What is it?
Sexual assault as any type of sexual behaviour that makes someone feel uncomfortable, frightened, intimidated or threatened. Rape is an act of violence that uses sex as the weapon.
Sadly, one in five women in Australia will experience sexual assault at some time in their life. But sexual assault is never the fault of the victim. Nor is the victim’s actions, clothing or lifestyle ever an acceptable excuse for the assault.
If you or someone you know has experienced sexual assault, your GP can help.
What will my GP do now?
Your GP’s priority is your health and wellbeing. Your GP will talk to you about the assault and help you understand your options.
You can choose to inform the police or a sexual assault service – but, you don’t have to. Your GP may recommend you undergo forensic testing at a hospital if the assault happened in the past five days. Forensic testing can support your account of the assault and identify the people involved.

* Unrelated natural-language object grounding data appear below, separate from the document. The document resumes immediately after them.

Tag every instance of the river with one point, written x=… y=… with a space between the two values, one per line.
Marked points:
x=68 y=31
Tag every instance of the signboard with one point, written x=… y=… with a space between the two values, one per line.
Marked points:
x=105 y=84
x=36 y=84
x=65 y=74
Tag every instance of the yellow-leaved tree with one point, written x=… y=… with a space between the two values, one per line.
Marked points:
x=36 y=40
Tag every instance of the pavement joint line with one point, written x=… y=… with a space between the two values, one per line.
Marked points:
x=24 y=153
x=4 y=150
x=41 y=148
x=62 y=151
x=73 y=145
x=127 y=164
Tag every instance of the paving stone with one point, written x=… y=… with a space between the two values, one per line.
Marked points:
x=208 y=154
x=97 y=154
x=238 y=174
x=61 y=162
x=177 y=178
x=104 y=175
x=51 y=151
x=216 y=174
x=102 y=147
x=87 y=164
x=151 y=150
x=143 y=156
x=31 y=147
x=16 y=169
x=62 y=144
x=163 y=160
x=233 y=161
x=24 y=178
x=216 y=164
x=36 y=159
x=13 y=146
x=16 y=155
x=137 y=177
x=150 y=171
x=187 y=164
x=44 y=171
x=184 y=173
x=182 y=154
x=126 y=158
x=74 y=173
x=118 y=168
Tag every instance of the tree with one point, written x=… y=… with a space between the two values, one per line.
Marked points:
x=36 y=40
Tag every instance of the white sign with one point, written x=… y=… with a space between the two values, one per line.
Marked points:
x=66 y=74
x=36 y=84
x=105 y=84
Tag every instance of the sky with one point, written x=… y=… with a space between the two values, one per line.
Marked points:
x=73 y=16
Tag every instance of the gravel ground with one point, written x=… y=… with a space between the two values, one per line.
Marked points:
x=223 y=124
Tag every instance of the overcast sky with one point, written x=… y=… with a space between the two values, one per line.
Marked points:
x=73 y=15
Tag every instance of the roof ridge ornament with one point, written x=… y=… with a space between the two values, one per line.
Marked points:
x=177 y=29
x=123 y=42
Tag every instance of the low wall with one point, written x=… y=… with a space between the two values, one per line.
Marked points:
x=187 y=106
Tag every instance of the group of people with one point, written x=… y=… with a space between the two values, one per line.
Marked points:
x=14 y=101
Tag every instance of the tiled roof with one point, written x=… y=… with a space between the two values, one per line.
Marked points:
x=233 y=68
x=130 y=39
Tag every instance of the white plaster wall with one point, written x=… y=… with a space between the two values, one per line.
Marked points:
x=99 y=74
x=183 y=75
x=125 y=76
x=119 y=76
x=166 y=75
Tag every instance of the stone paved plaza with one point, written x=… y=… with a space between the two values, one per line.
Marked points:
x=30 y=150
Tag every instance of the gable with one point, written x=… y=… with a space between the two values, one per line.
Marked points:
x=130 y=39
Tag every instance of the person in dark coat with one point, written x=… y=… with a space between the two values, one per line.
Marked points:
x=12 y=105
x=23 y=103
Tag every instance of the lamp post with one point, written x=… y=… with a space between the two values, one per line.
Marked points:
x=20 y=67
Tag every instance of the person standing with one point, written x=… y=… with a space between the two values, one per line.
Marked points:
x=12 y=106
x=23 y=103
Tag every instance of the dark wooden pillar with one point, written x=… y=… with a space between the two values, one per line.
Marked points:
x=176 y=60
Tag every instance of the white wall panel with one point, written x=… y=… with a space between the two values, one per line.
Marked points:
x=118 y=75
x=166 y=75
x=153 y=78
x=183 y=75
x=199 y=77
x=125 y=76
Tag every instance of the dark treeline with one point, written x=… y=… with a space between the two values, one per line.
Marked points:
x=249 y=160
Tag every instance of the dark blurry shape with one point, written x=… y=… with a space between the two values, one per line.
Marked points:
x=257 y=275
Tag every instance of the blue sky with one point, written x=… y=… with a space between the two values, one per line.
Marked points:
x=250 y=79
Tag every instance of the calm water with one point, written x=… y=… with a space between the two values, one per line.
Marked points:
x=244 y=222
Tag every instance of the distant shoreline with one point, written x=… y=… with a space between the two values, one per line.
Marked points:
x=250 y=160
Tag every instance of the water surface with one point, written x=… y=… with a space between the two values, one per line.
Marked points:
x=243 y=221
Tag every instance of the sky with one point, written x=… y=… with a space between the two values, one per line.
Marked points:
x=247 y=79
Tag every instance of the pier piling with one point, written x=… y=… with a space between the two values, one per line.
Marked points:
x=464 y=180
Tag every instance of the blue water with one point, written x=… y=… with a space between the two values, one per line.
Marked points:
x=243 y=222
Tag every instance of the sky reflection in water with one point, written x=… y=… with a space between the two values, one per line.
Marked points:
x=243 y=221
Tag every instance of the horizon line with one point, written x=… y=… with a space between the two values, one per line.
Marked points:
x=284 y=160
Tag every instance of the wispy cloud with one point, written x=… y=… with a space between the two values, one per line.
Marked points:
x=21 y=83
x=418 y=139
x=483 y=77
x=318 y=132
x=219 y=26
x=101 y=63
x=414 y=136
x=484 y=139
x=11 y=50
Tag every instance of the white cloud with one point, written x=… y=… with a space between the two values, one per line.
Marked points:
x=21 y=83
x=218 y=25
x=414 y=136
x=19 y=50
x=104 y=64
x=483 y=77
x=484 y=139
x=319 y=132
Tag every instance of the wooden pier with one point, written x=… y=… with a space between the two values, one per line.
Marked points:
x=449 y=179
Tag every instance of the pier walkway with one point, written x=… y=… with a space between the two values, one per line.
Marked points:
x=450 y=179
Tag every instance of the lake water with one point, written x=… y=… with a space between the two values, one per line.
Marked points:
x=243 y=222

Your GP may put you in touch with a crisis support worker from a local sexual assault service who can help you decide if you want to involve the police.
Your GP will also:
- Give you a referral for a counsellor
- Complete a medical exam and check for any injuries if you are comfortable with this
- Talk to you about the emergency contraception pill
- Keep a record of what you have said about the assault
- Help you access ongoing medical care
Your GP will talk to you about whether you need STI or HIV prophylaxis. These are medications that can help prevent some sexually transmitted infections if taken within the first 72 hours.

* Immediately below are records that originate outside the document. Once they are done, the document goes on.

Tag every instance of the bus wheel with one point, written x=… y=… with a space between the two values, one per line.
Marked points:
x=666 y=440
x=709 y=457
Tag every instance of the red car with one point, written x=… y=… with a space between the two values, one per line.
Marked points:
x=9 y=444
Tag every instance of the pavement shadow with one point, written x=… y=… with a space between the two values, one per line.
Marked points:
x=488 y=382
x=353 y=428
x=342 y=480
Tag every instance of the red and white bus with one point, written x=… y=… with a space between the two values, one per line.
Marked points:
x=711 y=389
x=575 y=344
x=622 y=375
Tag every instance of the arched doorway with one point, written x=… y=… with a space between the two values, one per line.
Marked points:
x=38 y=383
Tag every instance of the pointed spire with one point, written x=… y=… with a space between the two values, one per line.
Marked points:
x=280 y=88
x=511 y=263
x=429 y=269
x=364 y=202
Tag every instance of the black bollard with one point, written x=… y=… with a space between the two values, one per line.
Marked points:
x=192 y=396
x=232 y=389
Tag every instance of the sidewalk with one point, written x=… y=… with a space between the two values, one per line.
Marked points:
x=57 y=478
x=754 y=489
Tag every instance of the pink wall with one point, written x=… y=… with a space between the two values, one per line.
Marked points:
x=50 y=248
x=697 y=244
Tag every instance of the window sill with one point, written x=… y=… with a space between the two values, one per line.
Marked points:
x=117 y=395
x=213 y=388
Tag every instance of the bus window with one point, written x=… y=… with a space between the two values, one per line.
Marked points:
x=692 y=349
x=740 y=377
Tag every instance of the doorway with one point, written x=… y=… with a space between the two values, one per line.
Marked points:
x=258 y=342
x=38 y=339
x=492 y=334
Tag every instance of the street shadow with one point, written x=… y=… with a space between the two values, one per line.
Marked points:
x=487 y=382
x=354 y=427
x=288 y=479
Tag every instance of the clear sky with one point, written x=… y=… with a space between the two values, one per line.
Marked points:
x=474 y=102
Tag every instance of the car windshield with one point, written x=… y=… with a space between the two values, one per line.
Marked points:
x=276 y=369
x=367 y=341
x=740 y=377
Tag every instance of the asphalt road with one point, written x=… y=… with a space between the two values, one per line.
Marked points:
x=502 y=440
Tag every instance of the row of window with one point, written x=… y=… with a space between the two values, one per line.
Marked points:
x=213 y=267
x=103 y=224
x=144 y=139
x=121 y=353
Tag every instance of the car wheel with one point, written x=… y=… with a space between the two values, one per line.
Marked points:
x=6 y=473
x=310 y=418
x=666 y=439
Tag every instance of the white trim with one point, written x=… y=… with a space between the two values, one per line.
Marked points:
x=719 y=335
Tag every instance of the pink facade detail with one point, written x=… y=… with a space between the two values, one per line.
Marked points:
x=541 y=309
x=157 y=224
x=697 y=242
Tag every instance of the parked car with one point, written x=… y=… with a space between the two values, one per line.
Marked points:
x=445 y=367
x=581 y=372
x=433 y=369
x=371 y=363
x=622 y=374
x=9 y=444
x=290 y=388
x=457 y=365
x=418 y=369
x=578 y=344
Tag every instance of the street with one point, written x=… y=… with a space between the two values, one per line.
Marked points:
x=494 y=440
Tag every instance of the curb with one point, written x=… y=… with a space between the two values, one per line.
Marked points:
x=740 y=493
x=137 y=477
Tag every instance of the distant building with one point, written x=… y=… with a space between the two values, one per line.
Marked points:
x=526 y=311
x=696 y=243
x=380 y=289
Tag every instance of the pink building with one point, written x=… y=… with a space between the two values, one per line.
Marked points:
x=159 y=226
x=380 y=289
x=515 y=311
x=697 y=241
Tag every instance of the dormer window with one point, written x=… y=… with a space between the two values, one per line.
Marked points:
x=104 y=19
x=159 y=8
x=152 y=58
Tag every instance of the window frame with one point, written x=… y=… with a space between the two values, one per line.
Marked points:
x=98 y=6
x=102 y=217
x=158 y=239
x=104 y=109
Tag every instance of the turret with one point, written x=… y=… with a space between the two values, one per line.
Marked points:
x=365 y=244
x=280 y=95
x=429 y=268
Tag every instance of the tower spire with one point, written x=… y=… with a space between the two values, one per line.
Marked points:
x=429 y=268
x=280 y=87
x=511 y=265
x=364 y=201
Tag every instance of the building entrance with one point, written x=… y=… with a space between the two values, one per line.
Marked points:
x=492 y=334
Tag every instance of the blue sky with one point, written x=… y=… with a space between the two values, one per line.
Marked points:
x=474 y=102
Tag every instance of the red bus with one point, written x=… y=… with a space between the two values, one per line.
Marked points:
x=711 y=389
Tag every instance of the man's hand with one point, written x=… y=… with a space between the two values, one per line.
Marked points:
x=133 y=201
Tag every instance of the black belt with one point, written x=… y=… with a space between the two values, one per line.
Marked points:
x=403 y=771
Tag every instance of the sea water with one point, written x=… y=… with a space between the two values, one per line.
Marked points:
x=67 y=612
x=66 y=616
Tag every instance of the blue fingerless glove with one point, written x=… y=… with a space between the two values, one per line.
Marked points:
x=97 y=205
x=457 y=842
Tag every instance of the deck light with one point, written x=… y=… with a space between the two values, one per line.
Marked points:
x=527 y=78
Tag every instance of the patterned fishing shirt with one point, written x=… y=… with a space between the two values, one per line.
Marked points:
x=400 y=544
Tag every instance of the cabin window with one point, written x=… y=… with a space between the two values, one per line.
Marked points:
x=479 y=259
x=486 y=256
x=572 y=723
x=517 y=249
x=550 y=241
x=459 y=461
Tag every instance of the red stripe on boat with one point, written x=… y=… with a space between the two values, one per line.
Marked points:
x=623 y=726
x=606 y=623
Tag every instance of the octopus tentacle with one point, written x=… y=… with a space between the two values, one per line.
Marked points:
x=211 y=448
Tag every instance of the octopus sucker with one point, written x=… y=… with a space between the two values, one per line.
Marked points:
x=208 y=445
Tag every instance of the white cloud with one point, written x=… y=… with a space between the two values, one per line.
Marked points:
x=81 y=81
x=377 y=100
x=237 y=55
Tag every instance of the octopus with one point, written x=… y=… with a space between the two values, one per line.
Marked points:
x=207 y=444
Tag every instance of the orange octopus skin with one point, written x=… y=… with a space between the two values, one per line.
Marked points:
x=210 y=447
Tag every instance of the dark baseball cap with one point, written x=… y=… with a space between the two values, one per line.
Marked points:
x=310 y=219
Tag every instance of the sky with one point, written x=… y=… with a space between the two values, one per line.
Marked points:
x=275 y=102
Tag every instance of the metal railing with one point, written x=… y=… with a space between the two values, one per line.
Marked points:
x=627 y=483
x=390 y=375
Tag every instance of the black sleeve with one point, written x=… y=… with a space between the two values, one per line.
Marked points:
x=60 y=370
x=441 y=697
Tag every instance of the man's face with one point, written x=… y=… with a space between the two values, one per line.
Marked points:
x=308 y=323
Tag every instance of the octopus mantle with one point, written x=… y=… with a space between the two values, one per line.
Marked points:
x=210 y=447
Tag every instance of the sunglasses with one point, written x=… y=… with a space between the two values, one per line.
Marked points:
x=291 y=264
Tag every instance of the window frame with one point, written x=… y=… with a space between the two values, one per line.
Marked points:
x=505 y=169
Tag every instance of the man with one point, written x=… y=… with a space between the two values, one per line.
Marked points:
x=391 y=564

What will my GP do in the future?
Your GP will see you again in the next few days and weeks to check your health and discuss your options. Your GP will also refer you to a counsellor for ongoing support.
Your GP can also help you decide on your next steps, including legal advice and whether you want to speak to a sexual assault service or the police.
What can I do?
It’s not easy to talk about sexual assault, but your GP’s office is a safe, private space. Remember, it is not your fault that this has happened. Sexual assault is a crime. Try and be open and honest with your GP about what happened. You will not be judged for talking about your assault. Consider whether you want to involve the police or a local sexual assault service. Going to a sexual assault service does not always mean you have to involve the police. Local services can support you with ongoing counselling and resources to help you get through this difficult time.
If you think someone gave you drugs – legal or illegal – tell your GP. A blood test and urine sample need to be taken as soon as possible.